Sacrestia di Santa Maria in Organo Il viaggio tra le meraviglie della nostra città

Tra i molti luoghi e tesori presenti a Verona, molti dei quali quasi sconosciuti o non abbastanza pubblicizzati, sicuramente l’attuale sagrestia di Santa Maria in Organo occupa un posto importante. Venne costruita dai monaci Olivetani tra la fine del XV secolo e l’inizio del XVI che chiamarono al lavoro alcuni dei maestri più rinomati della città scaligera. Il principale protagonista e ideatore del progetto di costruzione della nuova sagrestia fu fra Giovanni da Verona.
La chiesa di Santa Maria in Organo si trova all’esterno della grande ansa che l’Adige forma attorno a Verona, quindi sulla sinistra del corso del fiume, proprio come San Giorgio in Braida, il teatro romano ed il giardino Giusti e per questo motivo non facendo parte integrante del centro storico viene poco pubblicizzata.
L’architetto del campanile e della chiesa è stato fra’ Giovanni da Verona (c.1457-1525), a parte la facciata di cui si occupo Michele Sanmicheli, ma la sua opera indimenticabile, come abbiamo già detto è all’interno della chiesa: le tarsie lignee del coro e la sagrestia realizzate nell’ultimo decennio del ‘500; in una tarsia, trova anche modo di rappresentare il suo campanile, evidentemente a lui molto caro.
Fra’ Giovanni durante la sua vita, lavorò quasi esclusivamente per i monasteri dell’ordine olivetano. Successivamente Giovanni operò per altri monasteri per i quali fece sempre stalli del coro, spalliere di sacrestia e candelabri pasquali, ma a Monteoliveto c’è un affresco del Sodoma in cui lo si vede mentre utilizza gli strumenti da architetto. Non c’era in quegli anni molta differenza infatti nella forma mentis necessaria ad affrontare il mestiere di architetto e quello di intarsiatore: la prospettiva matematica era prioritaria per entrambi.

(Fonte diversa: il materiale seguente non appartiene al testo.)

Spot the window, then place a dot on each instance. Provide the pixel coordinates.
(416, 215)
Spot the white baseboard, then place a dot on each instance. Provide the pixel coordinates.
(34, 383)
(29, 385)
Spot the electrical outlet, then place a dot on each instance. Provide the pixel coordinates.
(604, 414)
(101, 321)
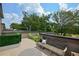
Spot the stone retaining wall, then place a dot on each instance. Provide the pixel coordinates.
(62, 42)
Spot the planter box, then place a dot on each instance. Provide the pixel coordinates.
(9, 39)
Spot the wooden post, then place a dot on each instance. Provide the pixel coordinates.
(0, 26)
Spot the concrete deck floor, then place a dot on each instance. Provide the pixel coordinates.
(26, 48)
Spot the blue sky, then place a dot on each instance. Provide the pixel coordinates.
(13, 11)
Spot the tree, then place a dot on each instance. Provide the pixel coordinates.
(35, 22)
(63, 22)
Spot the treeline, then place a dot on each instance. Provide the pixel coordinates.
(62, 22)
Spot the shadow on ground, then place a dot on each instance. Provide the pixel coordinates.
(31, 52)
(4, 48)
(45, 51)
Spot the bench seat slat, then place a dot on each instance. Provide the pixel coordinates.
(52, 48)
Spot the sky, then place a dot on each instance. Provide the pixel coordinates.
(13, 11)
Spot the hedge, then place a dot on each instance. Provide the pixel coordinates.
(10, 39)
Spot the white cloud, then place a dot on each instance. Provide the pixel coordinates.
(63, 6)
(11, 18)
(32, 8)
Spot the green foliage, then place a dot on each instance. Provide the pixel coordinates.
(6, 39)
(64, 22)
(34, 36)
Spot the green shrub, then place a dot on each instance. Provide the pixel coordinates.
(34, 36)
(10, 39)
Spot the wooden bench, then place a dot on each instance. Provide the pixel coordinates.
(53, 49)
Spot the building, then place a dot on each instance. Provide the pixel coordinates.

Ma torniamo negli anni ’90 del Quattrocento, il tempo della costruzione delle tarsie di Santa Maria in Organo. Due grandi artisti, Piero della Francesca e Leonardo, in quegli anni avevano fornito gli esempi a cui tutti guardavano. Non li avevano forniti solo nelle opere d’arte, Piero aveva anche scritto dei testi importanti al riguardo e Leonardo riempiva i suoi fogli di disegni in continua sperimentazione. Ci fu un grande divulgatore, a quel tempo: Luca Pacioli, altro frate, francescano però, nato a Borgo San Sepolcro come Piero ed in continuo contatto con Leonardo nei suoi anni milanesi.
Era in ogni caso un personaggio: in un quadro del 1495 lo si vede affiancato da un giovane aristocratico, che è probabilmente Guidobaldo da Montefeltro, mentre tiene una lezione dimostrativa, con libro, lavagna, compasso ed un bel poliedro leonardesco in alto. Sia a Verona che a Monteoliveto i soggetti rappresentati nelle tarsie di Fra Giovanni non si fermano solo all’aspetto prospettico, comunque per lui fondamentale ed adattissimo alle tarsie: ci sono paesaggi, libri, strumenti musicali, persone, architetture, poliedri, animali, oggetti religiosi. Sempre con un incredibile senso prospettico ed illusionistico; sono rappresentate in trompe l’oeil.